Table 2 Predictive performance of the developed ML model

Decision curve analysis (Fig. 3) highlights the clinical utility of using the ML model to predict the recurrence risk within 5 years following surgery, with higher net benefit for the ML model than the competing decisions, assuming that all patients or no patient will recur, for all threshold probabilities between 10% and 50%. For a threshold probability of 30%, the ML model achieved a net benefit of 0.10, which means that 10 additional recurrences for every 100 patients would have been identified, without increasing the number of false positive predictions.

Fig. 3: Decision curve.
figure 3

Decision curve for prediction of recurrence risk within 5 years after surgery. The green curve assumes no patient will recur. The red curve assumes all patients will recur. The blue curve is associated with the use of machine learning model. The graph shows the expected net benefit for a range of threshold probabilities. The expected net benefit corresponds to the number of patients for every 100 patients who were correctly predicted with recurrence, without increasing the number of false positive predictions. The machine learning model showed better net benefit than the competing decisions for all the plausible threshold probabilities, comprised between 10% and 50%.

Individual prediction and stratification into risk groups

Each individual prediction was displayed using SHAP values, with characteristics that increase the risk of recurrence in red and protective factors in blue. An example is given in Fig. 4a, in which the patient has a 5-year recurrence risk of 63% (compared with an average risk of 20% in the training population). This increased risk is explained by the clear cell histological subtype, the Fuhrman grade 4, the presence of a necrotic component and the large tumor size. The young age of the patient reduces this risk. Patients assigned to the test cohort were stratified into four risk groups (Fig. 4b) using thresholds determined from the train cohort, achieving an iAUC of 0.79 [IC95% 0.74–0.83]. The threshold for the very low-risk group was set to include patients with a recurrence risk within 5 years lower than 10%. The resulting group represents 19% of the population with an actual 5-year recurrence rate lower than 2% and no death observed within this time frame. The threshold for low and medium-risk patients was set to obtain recurrence risks within 5 years between 10% and 22% and between 22% and 41%, respectively. This represents 43% of the population with an actual 5-year DFS of 83% for the low-risk group and 22% of the population with a DFS of 54% for the medium-risk group.
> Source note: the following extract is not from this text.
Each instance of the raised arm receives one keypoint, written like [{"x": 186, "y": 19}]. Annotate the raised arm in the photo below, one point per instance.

Finally, the last group isolates patients with a recurrence risk superior to 41% within 5 years resulting in 17% of the population having an actual 5-year DFS of 49%.
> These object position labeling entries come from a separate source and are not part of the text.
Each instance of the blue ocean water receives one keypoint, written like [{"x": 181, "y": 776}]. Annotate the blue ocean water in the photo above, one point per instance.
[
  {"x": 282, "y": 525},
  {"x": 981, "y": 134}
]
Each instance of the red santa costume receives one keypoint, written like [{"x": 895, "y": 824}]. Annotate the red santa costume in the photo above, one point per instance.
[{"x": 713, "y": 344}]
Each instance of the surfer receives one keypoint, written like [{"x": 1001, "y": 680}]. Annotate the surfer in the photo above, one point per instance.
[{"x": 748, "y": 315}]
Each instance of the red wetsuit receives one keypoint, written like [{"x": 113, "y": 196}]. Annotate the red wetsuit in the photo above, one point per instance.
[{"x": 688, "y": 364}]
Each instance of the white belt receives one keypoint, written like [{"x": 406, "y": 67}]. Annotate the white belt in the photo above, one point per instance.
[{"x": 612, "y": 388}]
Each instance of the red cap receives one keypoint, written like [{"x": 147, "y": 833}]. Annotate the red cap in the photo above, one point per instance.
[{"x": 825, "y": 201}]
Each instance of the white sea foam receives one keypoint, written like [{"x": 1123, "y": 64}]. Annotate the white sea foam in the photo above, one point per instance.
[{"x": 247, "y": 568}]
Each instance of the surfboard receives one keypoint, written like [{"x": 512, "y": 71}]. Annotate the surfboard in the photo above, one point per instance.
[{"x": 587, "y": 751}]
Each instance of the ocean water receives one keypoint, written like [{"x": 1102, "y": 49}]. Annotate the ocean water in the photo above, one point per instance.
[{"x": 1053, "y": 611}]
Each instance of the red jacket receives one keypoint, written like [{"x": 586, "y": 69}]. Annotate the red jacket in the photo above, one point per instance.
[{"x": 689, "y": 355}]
Fig. 4: Interpretability tools.
figure 4

a SHAP value. Individual risk of recurrence within five years after surgery explained using SHAP values for a patient. The average estimated risk in the train population (base value) is 20%. Individual risk prediction for the patient is higher, at 63%, with features in red that increase the patient’s risk of recurrence and features in blue that decrease it. b Risk groups' stratification. Actual disease-free survival in the test cohort (n = 1131) according to the stratified risk score. 211 (18.7%) were classified as very low risk, 484 (42.8%) patients at low risk, 245 (21.7%) patients at medium risk and 191 (16.9%) patients at high risk of recurrence within 5 years following the surgery. The black curve represents the predicted survival curve for the patient in (a).
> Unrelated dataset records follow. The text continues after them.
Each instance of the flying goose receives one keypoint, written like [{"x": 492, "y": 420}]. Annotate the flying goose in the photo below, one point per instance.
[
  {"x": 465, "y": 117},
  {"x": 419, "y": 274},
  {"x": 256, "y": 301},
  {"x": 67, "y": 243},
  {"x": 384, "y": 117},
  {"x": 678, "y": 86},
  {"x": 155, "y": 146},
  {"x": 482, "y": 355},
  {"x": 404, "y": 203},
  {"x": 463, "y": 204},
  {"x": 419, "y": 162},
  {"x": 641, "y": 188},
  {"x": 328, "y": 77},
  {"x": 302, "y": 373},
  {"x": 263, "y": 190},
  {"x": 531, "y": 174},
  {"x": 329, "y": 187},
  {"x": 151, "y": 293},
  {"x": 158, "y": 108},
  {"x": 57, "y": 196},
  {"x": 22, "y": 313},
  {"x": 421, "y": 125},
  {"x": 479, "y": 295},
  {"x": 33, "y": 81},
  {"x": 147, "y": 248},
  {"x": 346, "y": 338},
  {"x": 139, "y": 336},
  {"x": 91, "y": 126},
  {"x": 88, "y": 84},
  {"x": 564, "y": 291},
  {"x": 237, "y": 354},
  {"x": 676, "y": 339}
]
Comparison of predictive performance

The performance of the ML model was compared with conventional risk scores on the test dataset (Table 3). The UISS, SSIGN, GRANT and Leibovitch risk scores could be calculated for 882 (78%), 946 (84%), 1008 (89%) and 578 (51%) patients, respectively, due to incomplete data. The machine learning model outperformed the GRANT (p < 0.001), SSIGN (p = 0.01), and UISS (p < 0.001) risk scores. Additionally, it was available for twice as many patients as the Leibovich-2018.

Table 3 Comparison of the predictive performance of the models in terms of calibration and discrimination

Discussion

According to the literature, 20–50%7 of patients with localized or locally advanced kidney cancer will develop recurrence after surgery. Accurate and routinely usable predictive models of this risk are, therefore essential to advise patients and set up follow-up or propose adjuvant treatment. We have developed a predictive model of DFS after surgery in a multicenter NCI-HAS co-labelled cohort of patients with localized or locally advanced kidney cancer. We used clinical, biological, and pathological data available in routine practice.

The variables that were found to be of utmost importance in our predictive model are consistent with known prognostic factors and have been used in several prognostic models. Indeed, the tumor, node, and metastasis (TNM)14 classification has been one of the most used prognostic factors for years. The same applies to Fuhrman grade15 and histological subtype, which are recommended by the EAU guidelines4. Several studies have shown that patients with ccRCC have a worse prognosis than those with papillary and chromophobe RCC16,17. Performance status is recognized as an important predictor of clinical outcomes and is a common inclusion criterion in clinical trials. Finally, a meta-analysis including almost 15,000 patients showed a 2-to-3-fold higher risk of recurrence, metastatic progression, and cancer-related death in patients with vascular emboli on pathology18.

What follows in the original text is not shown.